CODE-II: A large-scale dataset for artificial intelligence in ECG analysis
This provides a high-quality dataset for researchers in medical AI and ECG analysis, though it is incremental as it builds on existing data-driven methods.
The authors tackled the problem of limited annotation quality, size, and scope in AI-based ECG analysis by introducing CODE-II, a large-scale dataset of 2,735,269 ECGs with 66 diagnostic classes, and a neural network pre-trained on it achieved superior transfer performance on external benchmarks.

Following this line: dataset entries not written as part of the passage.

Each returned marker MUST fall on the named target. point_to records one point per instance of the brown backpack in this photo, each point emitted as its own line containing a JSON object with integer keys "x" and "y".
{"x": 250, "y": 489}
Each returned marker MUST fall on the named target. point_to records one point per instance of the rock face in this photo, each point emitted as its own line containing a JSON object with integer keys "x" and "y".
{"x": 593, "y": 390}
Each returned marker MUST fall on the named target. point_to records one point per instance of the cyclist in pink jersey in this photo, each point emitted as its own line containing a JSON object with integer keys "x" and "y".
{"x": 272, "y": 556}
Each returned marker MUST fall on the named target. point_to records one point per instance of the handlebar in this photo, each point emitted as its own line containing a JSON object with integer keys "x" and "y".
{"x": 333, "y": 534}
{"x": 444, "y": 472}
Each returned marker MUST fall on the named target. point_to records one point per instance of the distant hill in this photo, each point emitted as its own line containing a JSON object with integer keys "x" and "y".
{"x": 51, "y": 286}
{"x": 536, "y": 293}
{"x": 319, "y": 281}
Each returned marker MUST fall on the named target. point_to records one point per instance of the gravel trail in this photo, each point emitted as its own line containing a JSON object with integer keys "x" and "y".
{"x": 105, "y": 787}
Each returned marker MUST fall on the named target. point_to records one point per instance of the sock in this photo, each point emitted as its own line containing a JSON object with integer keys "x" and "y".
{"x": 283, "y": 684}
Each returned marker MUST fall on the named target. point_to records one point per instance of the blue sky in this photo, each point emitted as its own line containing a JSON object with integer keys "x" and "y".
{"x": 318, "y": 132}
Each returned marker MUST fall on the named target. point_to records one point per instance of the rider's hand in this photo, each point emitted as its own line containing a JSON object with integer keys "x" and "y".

Data-driven methods for electrocardiogram (ECG) interpretation are rapidly progressing. Large datasets have enabled advances in artificial intelligence (AI) based ECG analysis, yet limitations in annotation quality, size, and scope remain major challenges. Here we present CODE-II, a large-scale real-world dataset of 2,735,269 12-lead ECGs from 2,093,807 adult patients collected by the Telehealth Network of Minas Gerais (TNMG), Brazil. Each exam was annotated using standardized diagnostic criteria and reviewed by cardiologists. A defining feature of CODE-II is a set of 66 clinically meaningful diagnostic classes, developed with cardiologist input and routinely used in telehealth practice. We additionally provide an open available subset: CODE-II-open, a public subset of 15,000 patients, and the CODE-II-test, a non-overlapping set of 8,475 exams reviewed by multiple cardiologists for blinded evaluation. A neural network pre-trained on CODE-II achieved superior transfer performance on external benchmarks (PTB-XL and CPSC 2018) and outperformed alternatives trained on larger datasets.